Political prisoners were shipped to the island from the nearby Bakar port on the Adriatic coast. There were four camps at the 4.7 sq km Goli Otok, with no sanitation or any decent facilities.

The island is known for its harsh climate – scorching summers and chilling winters. The inmates worked at the local quarry, often beaten by guards as “traitors” to the Yugoslav cause or even made to beat each other.

Famine and thirst were a daily routine – 200 decilitres of water per day and simple bread were provided for each inmate.

The recently released list of names provides a figure of 413 dead – either due to illnesses such as typhoid and untreated heart conditions or due to suicide – from 1949 until 1956 when the last political prisoners were transported to the shore and taken to ordinary jails all over former Yugoslavia.

For years, they were deprived of political rights, could not find employment, and many faced rejection by their family members who were exposed to harassment by secret police or neighbours and friends.

Children were told their fathers were “on a business trip” that lasted years, as many of the descendants say in their comments under the list of names available online. Wives were given instant divorces from the inmates of Goli Otok. But sometimes even that was not enough.

“I had to publicly renounce my husband at a (communist) party meeting in order to pursue my university professor’s career,” Rada B., 88, told IPS. “I had to promise he would not be able to see our daughter ever again and I did exactly that. She never forgave me.”

The truth about Goli Otok became slowly known in the 1990s, when Yugoslavia fell apart and many secrets of former communist regimes came out. However, the bloody wars of disintegration in those years prevented closure for the families, victims and survivors.

Only in recent years have Croatia, Serbia and Slovenia begun to compensate victims of Goli Otok, many of whom were innocent or not even communist.

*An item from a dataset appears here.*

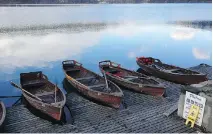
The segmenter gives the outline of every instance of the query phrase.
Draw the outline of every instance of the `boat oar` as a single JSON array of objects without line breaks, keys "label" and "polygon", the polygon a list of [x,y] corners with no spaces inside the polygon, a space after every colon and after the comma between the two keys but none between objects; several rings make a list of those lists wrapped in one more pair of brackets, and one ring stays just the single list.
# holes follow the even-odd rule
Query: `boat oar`
[{"label": "boat oar", "polygon": [[15,102],[15,103],[13,103],[13,105],[12,106],[15,106],[16,104],[18,104],[18,102],[21,100],[21,97]]},{"label": "boat oar", "polygon": [[108,82],[107,82],[106,74],[105,74],[105,72],[104,72],[103,74],[104,74],[104,78],[105,78],[105,82],[106,82],[106,88],[108,89],[108,88],[109,88],[109,86],[108,86]]},{"label": "boat oar", "polygon": [[14,87],[16,87],[16,88],[18,88],[18,89],[21,89],[23,92],[25,92],[25,93],[27,93],[27,94],[29,94],[29,95],[35,97],[36,99],[38,99],[38,100],[40,100],[40,101],[42,101],[40,98],[38,98],[37,96],[31,94],[30,92],[24,90],[23,88],[21,88],[20,86],[18,86],[18,85],[15,84],[14,82],[10,81],[10,83],[11,83],[12,86],[14,86]]}]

According to Asanin, there are some 300 survivors of Goli Otok in Serbia. They have demanded political rehabilitation and compensation from the Ministry of Justice.

The state has agreed to pay 700 dinars (8.5 dollars) for each day spent at Goli Otok to former prisoners. So far, Serbia has paid 53 million dinars or more than 640,000 dollars to survivors or their immediate heirs.

The mostly anonymous comments and reactions under the list of names of Goli Otok inmates are touching and, sometimes, more revealing than the stories of inmates.

“I found my uncle, I know he was there because he joked about politics,” a comment by a woman named Beba says. “My grandfather was there only because he said that diplomatic magazines (post World War II shops for privileged communist leaders) should be open for all people,” a man named Bane writes.

People from all over former Yugoslavia have exchanged e-mails in order to learn more about the circumstances of their family member’s life or death at Goli Otok. Many have spoken of years of silence by relatives and recounted family tales of how innocent men disappeared overnight and ended up at the island.

“Yes, one could end up at Goli Otok simply because he had more than the others, due to gossip or because someone wanted somebody else’s wife,” Rada B. says. “But those were extraordinary times that called for extraordinary measures and we had to believe our leaders. Where would we end otherwise?” asks the retired university professor.

The island of Goli Otok remains deserted after the prison was closed, and only curious tourists visit it from time to time to see the remnants of former camps.